De nombreuses personnes au sein de ces organisations sont sincères, et certains RAP accomplissent un travail réel. Mais un système dont la plus haute distinction pouvait être détenue par l'entreprise qui faisait exploser un site sacré ne mesure pas la réconciliation. Il mesure la paperasserie.
Donc, si vous faites des recherches sur votre propre RAP : qu'espérez-vous réellement accomplir ? Si la réponse honnête est de montrer que vous agissez, le papier à en-tête le fera, et rien d'autre. Si la réponse est la réconciliation, cela ne commence pas par un cahier des charges.

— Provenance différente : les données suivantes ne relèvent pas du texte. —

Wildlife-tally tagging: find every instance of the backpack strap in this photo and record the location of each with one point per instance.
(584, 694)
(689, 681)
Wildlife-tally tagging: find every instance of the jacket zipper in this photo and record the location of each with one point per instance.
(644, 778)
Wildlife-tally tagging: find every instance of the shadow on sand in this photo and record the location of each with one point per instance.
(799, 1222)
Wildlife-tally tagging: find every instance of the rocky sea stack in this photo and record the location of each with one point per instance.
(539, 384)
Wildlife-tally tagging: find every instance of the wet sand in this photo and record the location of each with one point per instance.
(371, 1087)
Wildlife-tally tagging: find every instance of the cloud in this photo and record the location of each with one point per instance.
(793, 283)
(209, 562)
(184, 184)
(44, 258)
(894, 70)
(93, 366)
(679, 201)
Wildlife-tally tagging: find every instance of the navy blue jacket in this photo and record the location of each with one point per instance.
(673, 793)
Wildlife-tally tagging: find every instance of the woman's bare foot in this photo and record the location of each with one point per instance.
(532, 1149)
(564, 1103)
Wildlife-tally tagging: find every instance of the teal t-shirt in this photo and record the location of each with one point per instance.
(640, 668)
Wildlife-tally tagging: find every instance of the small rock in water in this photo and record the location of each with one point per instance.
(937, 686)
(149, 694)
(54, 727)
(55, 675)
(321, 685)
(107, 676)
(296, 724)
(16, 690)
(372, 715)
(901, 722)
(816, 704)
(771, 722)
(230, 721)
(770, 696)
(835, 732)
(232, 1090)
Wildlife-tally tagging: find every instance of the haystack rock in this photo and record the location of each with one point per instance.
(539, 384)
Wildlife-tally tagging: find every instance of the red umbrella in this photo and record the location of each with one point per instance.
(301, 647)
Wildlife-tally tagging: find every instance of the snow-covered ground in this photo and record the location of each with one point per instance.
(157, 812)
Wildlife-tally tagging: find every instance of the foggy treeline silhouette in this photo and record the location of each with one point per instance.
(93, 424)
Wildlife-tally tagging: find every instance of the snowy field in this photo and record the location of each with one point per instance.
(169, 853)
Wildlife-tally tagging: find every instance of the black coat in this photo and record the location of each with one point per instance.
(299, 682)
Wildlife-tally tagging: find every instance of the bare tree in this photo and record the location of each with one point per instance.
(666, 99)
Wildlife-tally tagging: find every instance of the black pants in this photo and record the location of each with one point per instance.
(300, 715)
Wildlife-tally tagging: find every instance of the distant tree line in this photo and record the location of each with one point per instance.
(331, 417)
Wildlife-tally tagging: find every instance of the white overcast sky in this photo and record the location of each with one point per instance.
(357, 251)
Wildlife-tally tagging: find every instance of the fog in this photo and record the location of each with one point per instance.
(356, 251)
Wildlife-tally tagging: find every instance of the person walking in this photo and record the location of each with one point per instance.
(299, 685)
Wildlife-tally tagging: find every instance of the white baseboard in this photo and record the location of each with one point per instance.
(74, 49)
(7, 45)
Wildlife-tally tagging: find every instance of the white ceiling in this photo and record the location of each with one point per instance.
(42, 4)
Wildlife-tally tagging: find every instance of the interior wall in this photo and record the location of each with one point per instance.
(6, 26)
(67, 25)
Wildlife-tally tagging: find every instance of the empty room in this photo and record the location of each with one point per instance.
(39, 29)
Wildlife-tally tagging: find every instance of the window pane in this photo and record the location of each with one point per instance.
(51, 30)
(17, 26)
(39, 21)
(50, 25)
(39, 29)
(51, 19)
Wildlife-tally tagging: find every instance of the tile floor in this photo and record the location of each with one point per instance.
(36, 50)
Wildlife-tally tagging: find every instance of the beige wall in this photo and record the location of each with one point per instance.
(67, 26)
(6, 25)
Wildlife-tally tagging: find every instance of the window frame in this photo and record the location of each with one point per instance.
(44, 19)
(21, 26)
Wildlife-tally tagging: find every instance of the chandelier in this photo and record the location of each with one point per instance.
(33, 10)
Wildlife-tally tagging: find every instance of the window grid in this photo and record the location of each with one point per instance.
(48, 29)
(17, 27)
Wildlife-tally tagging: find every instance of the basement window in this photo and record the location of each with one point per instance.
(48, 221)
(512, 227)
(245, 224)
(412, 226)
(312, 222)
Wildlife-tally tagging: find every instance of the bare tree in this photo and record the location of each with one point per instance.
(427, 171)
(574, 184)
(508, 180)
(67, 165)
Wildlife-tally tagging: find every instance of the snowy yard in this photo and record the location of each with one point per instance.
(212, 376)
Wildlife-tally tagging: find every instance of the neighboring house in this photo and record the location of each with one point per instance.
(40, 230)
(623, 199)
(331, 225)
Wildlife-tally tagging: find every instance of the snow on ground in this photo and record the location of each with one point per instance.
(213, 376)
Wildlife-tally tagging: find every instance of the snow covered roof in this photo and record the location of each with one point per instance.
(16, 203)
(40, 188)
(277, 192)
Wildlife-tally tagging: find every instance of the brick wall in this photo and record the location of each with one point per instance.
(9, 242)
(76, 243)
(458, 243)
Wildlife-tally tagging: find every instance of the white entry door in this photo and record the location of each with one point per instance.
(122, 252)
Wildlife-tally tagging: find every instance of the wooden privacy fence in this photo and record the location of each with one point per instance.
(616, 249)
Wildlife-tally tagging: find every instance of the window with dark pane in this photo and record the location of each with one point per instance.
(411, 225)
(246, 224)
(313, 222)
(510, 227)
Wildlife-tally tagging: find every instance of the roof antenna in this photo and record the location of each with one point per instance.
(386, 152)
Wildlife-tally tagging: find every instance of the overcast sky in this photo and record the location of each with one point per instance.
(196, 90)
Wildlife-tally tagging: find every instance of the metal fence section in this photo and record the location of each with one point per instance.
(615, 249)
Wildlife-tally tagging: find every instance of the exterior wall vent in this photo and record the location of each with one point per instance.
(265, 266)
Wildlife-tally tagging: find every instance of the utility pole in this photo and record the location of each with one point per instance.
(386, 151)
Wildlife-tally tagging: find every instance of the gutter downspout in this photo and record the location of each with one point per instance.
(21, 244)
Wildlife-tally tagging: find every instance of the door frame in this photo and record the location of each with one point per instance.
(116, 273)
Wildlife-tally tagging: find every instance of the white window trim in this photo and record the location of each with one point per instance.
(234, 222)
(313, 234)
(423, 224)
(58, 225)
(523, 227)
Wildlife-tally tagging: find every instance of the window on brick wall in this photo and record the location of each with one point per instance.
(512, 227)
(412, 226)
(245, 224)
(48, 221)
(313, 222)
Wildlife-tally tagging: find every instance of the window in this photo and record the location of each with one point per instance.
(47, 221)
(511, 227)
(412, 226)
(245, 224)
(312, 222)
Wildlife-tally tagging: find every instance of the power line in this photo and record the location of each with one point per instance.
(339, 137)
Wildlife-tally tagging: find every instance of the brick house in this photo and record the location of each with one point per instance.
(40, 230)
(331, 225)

Pendant ce temps, dans le programme national, le décompte est facultatif. L'histoire australienne est obligatoire maintenant, mais les mots difficiles, invasion, massacre, les Guerres de la Frontière, se trouvent presque entièrement dans les élaborations que les enseignants sont libres de sauter. Le fait qu'un enfant les rencontre un jour, ou les Générations volées, dépend de l'enseignant qu'il a. Les enseignants eux-mêmes ont dit aux chercheurs qu'il serait facile de ne rien couvrir, et beaucoup le font, non par malveillance mais par peur de dire la mauvaise chose, parce que personne au-dessus d'eux ne dirigera.
Un côté de la réconciliation est financé, doté en personnel, classé et applaudi chaque année. L'autre côté, l'enseignement aux enfants des faits clairs de leur propre pays, est laissé au hasard.
Il semble irréel que le bon sens n'ait pas prévalu ici. Appelez ça noir et blanc, mais ne serait-il pas quelque chose d'introduire des faits concrets dans le système éducatif, un véritable programme, afin que cette génération et la prochaine puissent se réunir autour d'un passé partagé et connu ? Vous ne pouvez pas vous réconcilier avec une histoire qu'on ne vous a jamais racontée. Les délégués d'Uluru ont dit la même chose : l'histoire n'est pas comprise parce qu'elle n'est pas enseignée. L'éducation se cumule, génération après génération. C'est moins cher que l'industrie du RAP, plus difficile à falsifier, et impossible à révoquer une fois le mal fait.
Chaque enfant mérite les faits. Juste les faits, pour qu'il puisse se forger sa propre opinion. C'est ça la réconciliation.
Pas des points sur un papier à en-tête.